How can I compare "To My Mother" by George Barker and "Father" by Elaine Feinstein? How are the two poems different and similar in language, style, and form? How do these aspects of the poems...
How can I compare "To My Mother" by George Barker and "Father" by Elaine Feinstein? How are the two poems different and similar in language, style, and form? How do these aspects of the poems contribute to each poet's portrayal of the parent figure? How do they link to the meaning and effect of the poems? How do they reflect a few relevant key traits of modern poetry?
The two poems have similar themes in that both are eulogizing a parent. It is obvious that both speakers have great love, affection, and respect for the subjects of their poems. Barker clearly displays these sentiments in the poem dedicated to his mother, and Feinstein likewise shares such sentiments about her father.
Barker's diction is somewhat more involved than Feinstein's more direct language. Feinstein's poem is also less complicated than Barker's, although the language in both pieces is fairly straightforward and simple. Barker's poem consists of two stanzas: the first constituting eight lines (octave) and the second six (sestet). The poem is written as an Italian (Petrarchan) sonnet. Each of the two stanzas focuses on a distinct idea. The first describes his mother and his sentiment, while the second carries a plea. Feinstein's poem consists of four quatrains, each relating to a particular aspect of her father.
Barker's poem has a clear rhyme scheme, while Feinstein's has none. Feinstein's poem is written in free verse. It seems as if she, through such a structure, wishes to portray her father as a man unfettered by convention, a man dedicated to his task as a carpenter, and a man who laughed freely and provided her pleasure during her childhood by purchasing trout, unseasonal strawberries, and holidays in Switzerland. These acts enriched her life and metaphorically made her father a rich man.
Barker's use of rhyme and rhythm gives his piece a lyrical quality, which effectively adds tenor to the eulogistic nature of his writing. He employs repetition to accentuate the different sentiments he has about his mother. He repeats the word "most" to emphasize how emotionally close she is to him, and yet, paradoxically, she is also removed, perhaps in a physical sense. The poem conveys the image of someone larger than life. His allusion to the French Renaissance writer Rabelais confirms this since he was famous for his extraordinarily outrageous and honest writings and opinions. The mother is one who takes the lead, and her exuberant nature makes her "a procession." The implication is that she draws attention wherever she goes and none can outdo her in this regard; they can only follow in her wake "like a little dog following a brass band."
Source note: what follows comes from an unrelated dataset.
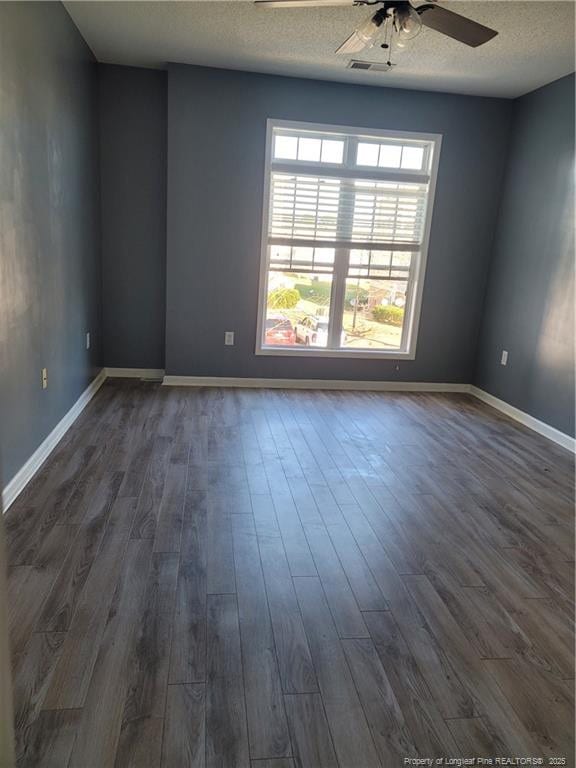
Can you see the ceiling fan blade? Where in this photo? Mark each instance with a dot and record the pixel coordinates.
(302, 3)
(352, 44)
(455, 26)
Conversely, the elementary nature of Feinstein's diction suggests no such grandiose claims about her father and, as already mentioned, depicts him as a straightforward, stubborn, and simple man who was quite direct in his contact with her aunts, whose advice and admonitions he stubbornly refused and resisted. His honesty and direct attitude did not need further discussion or explanation.
Feinstein is clearly proud of her uncomplicated father, and her description of him as "shabby and powerful as an old bus" conveys her admiration of his strength, even at age sixty, to persevere and continue doing what he loves most. No one is going to stop him.
Barker, in the second stanza of his poem, portrays his mother as, like Feinstein's father, stubborn. She is fearless and will not allow the arrival of bombers to make her drop her favorite cordial and rush down to a cellar for cover. She will "lean on the mahogany table like a mountain," suggesting the strength of her will. She is just as immovable as a mountain, and only faith can move her. Barker beautifully extends this simile to emphasize how he wishes to encourage his mother to believe that she should not grieve but face the next day knowing that he is safe. The use of "O" further stresses his plea that his mother should trust that he will be secure.
The speakers in both poems effectively convey the deep feelings they have for their parents, and the reader is satisfyingly left in no doubt that both poets have only the greatest love, respect, and admiration for them.